Escupe el maldito, creyéndose el dueño del mundo, mientras toma del cuello a Enzo y coloca la navaja.
—Esto ya terminó, Di Rossi, no tienes escapatoria.
—¡Cállate, maldito perro sarnoso! ¿ Cómo puedes tratar así a la mano que te da de comer? ¡Maldito traidor!
Los hombres de Di Rossi están tan drogados que apenas se resisten, mientras ese animal no suelta a mi amigo y veo como la navaja se va introduciendo en el cuello de Enzo.
—¡No!
Exclamo, mientras el sonido de un disparo certero da en el hombro de Lorenzo que suelta la navaja y cae de rodillas en el suelo. Corro hacia Enzo y cubro la herida.
—¡Vamos, Enzo reacciona! ¡Llamen a una ambulancia!
—No pretendo morirme, Cicarelli—dice en un susurro y me da una sonrisa—Gracias…
—Ya tendremos tiempo de hablar, ahora vamos a que curen tus heridas, vas a estar bien.
Uno de los hombres de Antonio me ayuda a soltar a Enzo de sus amarras y entre los dos lo levantamos de esa mesa, con cuidado de no soltar el pañuelo de mi madre lo apoyo para que apoye su peso en mi.
A los minutos, llegan más efectivos policiales y unos paramédico aue revisan a Enzo y al viejo Di Rossi. Cuando ya todos están esposados aparece el tal Miles aparece en escena.
—Bien hecho, muchachos.

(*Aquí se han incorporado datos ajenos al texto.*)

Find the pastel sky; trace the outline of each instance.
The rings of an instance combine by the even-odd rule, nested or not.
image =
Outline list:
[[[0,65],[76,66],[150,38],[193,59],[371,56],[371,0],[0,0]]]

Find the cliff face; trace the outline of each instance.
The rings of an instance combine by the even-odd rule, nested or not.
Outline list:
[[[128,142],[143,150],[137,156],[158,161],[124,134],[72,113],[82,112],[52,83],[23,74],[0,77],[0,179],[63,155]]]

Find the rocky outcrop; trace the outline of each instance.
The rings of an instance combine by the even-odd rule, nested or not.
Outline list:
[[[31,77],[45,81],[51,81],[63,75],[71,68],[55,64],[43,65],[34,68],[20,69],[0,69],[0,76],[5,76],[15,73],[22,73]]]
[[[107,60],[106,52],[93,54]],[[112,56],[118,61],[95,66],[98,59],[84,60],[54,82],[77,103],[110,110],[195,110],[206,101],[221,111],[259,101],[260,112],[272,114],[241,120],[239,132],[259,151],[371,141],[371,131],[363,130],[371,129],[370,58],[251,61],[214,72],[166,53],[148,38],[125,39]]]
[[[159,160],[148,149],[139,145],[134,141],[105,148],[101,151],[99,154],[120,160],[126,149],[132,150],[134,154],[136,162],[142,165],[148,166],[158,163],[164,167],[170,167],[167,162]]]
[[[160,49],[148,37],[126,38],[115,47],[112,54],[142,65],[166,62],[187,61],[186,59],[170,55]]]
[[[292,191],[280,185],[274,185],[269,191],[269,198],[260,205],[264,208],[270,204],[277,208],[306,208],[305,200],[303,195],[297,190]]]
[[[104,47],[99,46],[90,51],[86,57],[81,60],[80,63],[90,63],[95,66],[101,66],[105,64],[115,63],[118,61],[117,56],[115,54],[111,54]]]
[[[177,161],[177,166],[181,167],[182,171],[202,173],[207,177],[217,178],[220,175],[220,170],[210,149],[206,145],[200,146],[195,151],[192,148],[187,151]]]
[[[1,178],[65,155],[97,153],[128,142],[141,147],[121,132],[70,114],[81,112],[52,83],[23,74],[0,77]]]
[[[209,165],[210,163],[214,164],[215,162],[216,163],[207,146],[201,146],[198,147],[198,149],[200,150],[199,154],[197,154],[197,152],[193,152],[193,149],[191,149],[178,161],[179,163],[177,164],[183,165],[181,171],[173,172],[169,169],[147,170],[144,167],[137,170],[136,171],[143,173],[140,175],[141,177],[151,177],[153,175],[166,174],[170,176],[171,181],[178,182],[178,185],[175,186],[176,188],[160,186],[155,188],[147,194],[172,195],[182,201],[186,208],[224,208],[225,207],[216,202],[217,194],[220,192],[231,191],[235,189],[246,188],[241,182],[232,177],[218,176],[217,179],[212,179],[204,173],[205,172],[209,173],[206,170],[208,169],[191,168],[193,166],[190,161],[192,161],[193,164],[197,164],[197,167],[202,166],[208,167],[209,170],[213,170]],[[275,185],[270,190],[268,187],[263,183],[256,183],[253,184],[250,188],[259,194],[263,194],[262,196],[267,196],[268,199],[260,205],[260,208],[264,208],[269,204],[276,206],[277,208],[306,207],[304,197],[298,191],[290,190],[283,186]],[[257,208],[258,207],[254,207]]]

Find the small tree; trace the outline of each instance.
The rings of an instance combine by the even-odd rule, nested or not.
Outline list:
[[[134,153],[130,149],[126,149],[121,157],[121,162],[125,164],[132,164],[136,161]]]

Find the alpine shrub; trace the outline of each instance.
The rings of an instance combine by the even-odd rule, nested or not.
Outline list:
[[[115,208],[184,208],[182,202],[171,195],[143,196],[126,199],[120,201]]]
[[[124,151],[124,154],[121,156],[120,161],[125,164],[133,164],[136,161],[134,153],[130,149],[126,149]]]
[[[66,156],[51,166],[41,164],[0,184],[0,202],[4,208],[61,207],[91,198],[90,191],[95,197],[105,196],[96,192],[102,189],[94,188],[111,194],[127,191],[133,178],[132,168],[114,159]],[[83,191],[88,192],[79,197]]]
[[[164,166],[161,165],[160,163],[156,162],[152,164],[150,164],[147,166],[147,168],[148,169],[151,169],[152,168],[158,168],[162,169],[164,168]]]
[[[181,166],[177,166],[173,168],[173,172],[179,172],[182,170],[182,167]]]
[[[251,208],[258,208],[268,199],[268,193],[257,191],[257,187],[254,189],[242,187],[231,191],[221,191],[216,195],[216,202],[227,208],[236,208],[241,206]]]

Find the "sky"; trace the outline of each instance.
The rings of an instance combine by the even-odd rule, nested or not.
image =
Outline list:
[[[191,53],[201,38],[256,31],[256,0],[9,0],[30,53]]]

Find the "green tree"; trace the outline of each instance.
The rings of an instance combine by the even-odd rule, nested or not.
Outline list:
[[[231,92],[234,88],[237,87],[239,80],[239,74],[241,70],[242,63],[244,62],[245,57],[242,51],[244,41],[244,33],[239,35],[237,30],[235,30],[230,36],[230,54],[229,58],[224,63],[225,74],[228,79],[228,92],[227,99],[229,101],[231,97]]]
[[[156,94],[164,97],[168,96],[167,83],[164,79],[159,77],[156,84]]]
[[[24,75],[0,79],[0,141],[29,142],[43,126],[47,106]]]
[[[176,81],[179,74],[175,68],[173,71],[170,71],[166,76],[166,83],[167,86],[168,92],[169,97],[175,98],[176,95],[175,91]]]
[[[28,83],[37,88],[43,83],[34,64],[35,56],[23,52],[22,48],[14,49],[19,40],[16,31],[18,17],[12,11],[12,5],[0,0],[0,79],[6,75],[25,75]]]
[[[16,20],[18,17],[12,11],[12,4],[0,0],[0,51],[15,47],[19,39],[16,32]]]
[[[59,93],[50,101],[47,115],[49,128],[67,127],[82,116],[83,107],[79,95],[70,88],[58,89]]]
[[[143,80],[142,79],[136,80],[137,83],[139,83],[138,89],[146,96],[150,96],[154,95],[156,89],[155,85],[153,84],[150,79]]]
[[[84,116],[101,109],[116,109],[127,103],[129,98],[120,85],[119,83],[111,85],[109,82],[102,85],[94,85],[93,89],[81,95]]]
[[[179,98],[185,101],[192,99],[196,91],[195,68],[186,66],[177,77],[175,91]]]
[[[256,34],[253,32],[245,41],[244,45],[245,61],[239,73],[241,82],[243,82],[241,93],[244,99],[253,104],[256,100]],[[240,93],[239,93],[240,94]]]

Los felicito. ¿Cómo te sientes?—le pregunta a Enzo que está recibiendo unas puntadas en el cuello.
—Como la mierda, pero gracias a Lorenzo y Antonio sobreviviré.
El paramédico nos dice que tiene unas cuantas costillas fracturadas y que debe ir al hospital, pero como mi amigo es un tanto testarudo se hace el valiente y me pide que lo ayude a levantarse. Se apoya en mi hombro y me pide acercarnos a su tío.
—¿Qué quieres maldito infeliz?
—Ni aún sabiendo que no podrás hacer nada dejas de ser una mierda, tío querido.
—Debiste haber muerto con tus padres esa noche.
—Pues parece que el destino no lo quiso así. Ahora, pagarás por todo el daño que has hecho.
—Ustedes dos algún día me las pagarán.
—Te estaré esperando, no te tengo miedo. Vamos, Lorenzo. Es momento de ser libres.
Caminamos apoyándonos el uno al otro, con Enzo no solo había logrado mi libertad, sino que también un hombro en el cual sostenerme y eso era solo el comienzo de nuestra amistad, una que sería puesta a prueba por las decisiones que deberíamos tomar.